The Making of Morrill

In 1927, Morrill Hall was completed. However, there was a considerable amount of work prior to that year to get funding for the new building off the ground.

After the fire in 1912 in the museum building, there was considerable concern for the safety of the collections. After all, all the glass panes had to be replaced, the collections repaired, preserved, and re-inventoried. The title of 'fire-trap' was hardly what the university wanted connected with their natural history museum. Barbour was frustrated over the inability to showcase the vast majority of their collected materials. While the exhibit floors were crammed full of specimens, the basement, attics, service hallways, and other nooks and crannies of the builiding, as well as several other halls on campus, were filled with boxed specimens and collections that the museum was unable to show due to lack of space. Either the university could continue to collect specimens without being able to show them, or a change had to be made. This demonstratable need was brought to the attention of the board of regents by the museum's director Barbour.

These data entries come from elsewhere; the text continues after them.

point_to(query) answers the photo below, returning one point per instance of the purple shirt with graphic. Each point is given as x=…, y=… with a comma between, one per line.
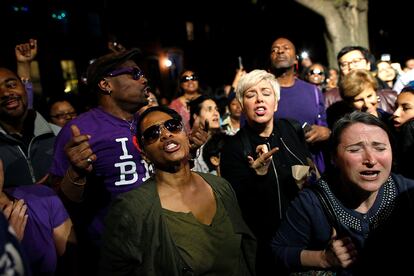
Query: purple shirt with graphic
x=119, y=164
x=304, y=102
x=45, y=212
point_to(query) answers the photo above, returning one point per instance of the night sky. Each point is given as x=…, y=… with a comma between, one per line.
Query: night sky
x=235, y=28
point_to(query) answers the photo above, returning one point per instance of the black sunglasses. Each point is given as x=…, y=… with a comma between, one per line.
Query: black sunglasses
x=188, y=78
x=133, y=71
x=152, y=134
x=316, y=72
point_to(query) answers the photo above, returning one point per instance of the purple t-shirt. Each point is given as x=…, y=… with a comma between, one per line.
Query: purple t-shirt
x=119, y=163
x=303, y=102
x=45, y=212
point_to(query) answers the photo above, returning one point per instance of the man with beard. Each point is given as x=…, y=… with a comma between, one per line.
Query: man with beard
x=26, y=139
x=299, y=100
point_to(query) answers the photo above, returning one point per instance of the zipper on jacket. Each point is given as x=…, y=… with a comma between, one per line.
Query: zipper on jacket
x=279, y=201
x=28, y=160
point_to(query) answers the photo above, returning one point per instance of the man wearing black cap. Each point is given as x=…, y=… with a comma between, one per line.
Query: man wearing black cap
x=95, y=158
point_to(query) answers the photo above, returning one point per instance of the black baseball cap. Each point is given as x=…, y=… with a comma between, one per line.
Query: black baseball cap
x=103, y=65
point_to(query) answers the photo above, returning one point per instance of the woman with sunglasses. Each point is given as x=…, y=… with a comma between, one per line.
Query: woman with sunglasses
x=178, y=222
x=188, y=90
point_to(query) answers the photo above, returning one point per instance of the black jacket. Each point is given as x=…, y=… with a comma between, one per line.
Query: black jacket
x=264, y=199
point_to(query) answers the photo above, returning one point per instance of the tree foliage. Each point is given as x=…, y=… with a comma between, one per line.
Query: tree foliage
x=346, y=23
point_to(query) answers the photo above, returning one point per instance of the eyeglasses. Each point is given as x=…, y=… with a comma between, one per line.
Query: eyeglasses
x=65, y=115
x=346, y=64
x=316, y=72
x=188, y=78
x=133, y=71
x=152, y=134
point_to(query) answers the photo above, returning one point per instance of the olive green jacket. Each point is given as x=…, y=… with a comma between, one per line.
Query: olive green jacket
x=136, y=240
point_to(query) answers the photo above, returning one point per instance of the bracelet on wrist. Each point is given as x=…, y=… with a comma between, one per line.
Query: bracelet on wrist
x=73, y=181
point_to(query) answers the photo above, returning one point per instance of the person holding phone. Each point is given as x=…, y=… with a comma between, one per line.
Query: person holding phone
x=204, y=113
x=371, y=207
x=259, y=161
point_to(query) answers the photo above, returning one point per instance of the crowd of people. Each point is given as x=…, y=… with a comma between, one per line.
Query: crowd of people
x=283, y=173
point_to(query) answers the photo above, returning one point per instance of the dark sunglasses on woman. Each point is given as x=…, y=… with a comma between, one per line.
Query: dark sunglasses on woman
x=152, y=134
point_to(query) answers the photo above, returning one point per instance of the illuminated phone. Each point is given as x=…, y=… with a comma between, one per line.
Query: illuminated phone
x=306, y=127
x=240, y=62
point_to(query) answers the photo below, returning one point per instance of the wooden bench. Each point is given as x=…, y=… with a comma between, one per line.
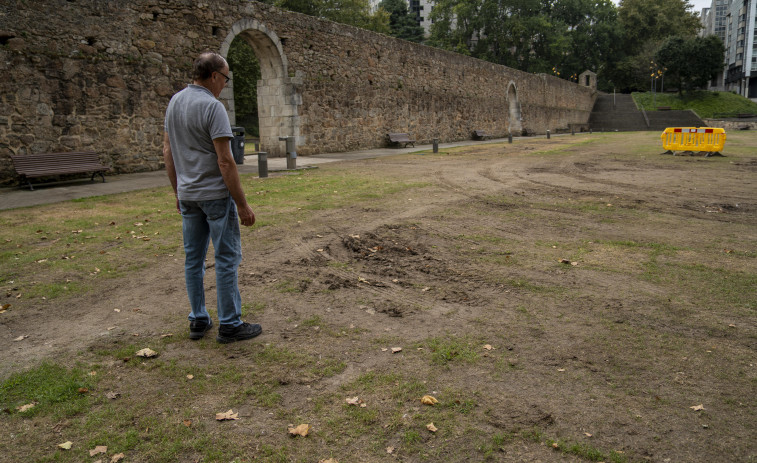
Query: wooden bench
x=53, y=164
x=401, y=138
x=480, y=135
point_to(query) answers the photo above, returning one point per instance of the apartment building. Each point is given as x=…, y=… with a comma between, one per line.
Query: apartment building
x=734, y=21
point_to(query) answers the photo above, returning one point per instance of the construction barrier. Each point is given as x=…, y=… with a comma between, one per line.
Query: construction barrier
x=702, y=139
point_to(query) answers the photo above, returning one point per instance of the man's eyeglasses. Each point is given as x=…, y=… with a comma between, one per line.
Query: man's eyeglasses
x=225, y=76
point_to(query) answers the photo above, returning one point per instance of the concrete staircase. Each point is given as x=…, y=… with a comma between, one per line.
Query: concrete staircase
x=618, y=113
x=659, y=120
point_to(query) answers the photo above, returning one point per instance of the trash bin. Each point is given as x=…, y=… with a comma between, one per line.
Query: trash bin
x=237, y=144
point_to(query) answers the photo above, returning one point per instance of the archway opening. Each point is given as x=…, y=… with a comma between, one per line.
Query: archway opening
x=515, y=125
x=275, y=95
x=245, y=68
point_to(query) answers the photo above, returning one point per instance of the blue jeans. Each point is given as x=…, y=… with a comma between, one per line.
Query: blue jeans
x=201, y=222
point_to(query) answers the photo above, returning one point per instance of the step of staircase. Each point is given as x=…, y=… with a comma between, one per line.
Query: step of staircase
x=619, y=113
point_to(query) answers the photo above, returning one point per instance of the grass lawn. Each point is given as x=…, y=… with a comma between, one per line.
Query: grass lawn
x=705, y=104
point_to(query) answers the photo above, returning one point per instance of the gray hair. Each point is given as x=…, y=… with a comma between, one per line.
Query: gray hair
x=206, y=64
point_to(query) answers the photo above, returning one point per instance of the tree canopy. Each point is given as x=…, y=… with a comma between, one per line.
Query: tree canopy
x=564, y=37
x=690, y=62
x=402, y=24
x=353, y=12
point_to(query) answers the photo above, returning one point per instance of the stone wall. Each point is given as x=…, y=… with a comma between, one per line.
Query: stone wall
x=97, y=75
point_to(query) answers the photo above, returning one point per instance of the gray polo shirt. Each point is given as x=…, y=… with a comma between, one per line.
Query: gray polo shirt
x=195, y=118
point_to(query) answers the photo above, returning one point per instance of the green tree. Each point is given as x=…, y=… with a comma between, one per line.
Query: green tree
x=244, y=64
x=653, y=21
x=402, y=24
x=569, y=36
x=690, y=62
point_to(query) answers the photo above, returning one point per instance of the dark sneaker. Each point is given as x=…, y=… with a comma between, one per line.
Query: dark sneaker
x=198, y=328
x=227, y=333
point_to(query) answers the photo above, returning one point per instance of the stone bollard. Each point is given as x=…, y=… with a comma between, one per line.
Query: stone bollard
x=262, y=164
x=291, y=152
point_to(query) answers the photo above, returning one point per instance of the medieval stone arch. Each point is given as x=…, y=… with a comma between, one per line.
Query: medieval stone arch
x=515, y=123
x=278, y=97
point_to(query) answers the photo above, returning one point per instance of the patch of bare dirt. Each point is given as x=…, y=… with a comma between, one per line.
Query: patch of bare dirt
x=602, y=353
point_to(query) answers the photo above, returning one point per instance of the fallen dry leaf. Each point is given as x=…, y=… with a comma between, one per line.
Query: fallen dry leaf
x=355, y=401
x=97, y=450
x=429, y=400
x=301, y=430
x=23, y=408
x=146, y=353
x=230, y=415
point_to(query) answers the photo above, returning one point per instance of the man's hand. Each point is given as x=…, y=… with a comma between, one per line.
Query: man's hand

In 1926 the board of regents approved of the building of Morrill Hall. Barbour had been pressing for the last two buildings to be named for C.H. Morrill, and this time it was to be. After financing decades of field excavations and specimen collecting, Morrill was to be honored with the naming of the new museum building.

Work on the museum started fairly quickly, and by July 1st of 1927, Ms. Laveda Zutter was at work on the well-known murals of Morrill Hall.

Morrill Hall became open for the public on May 28th, 1927.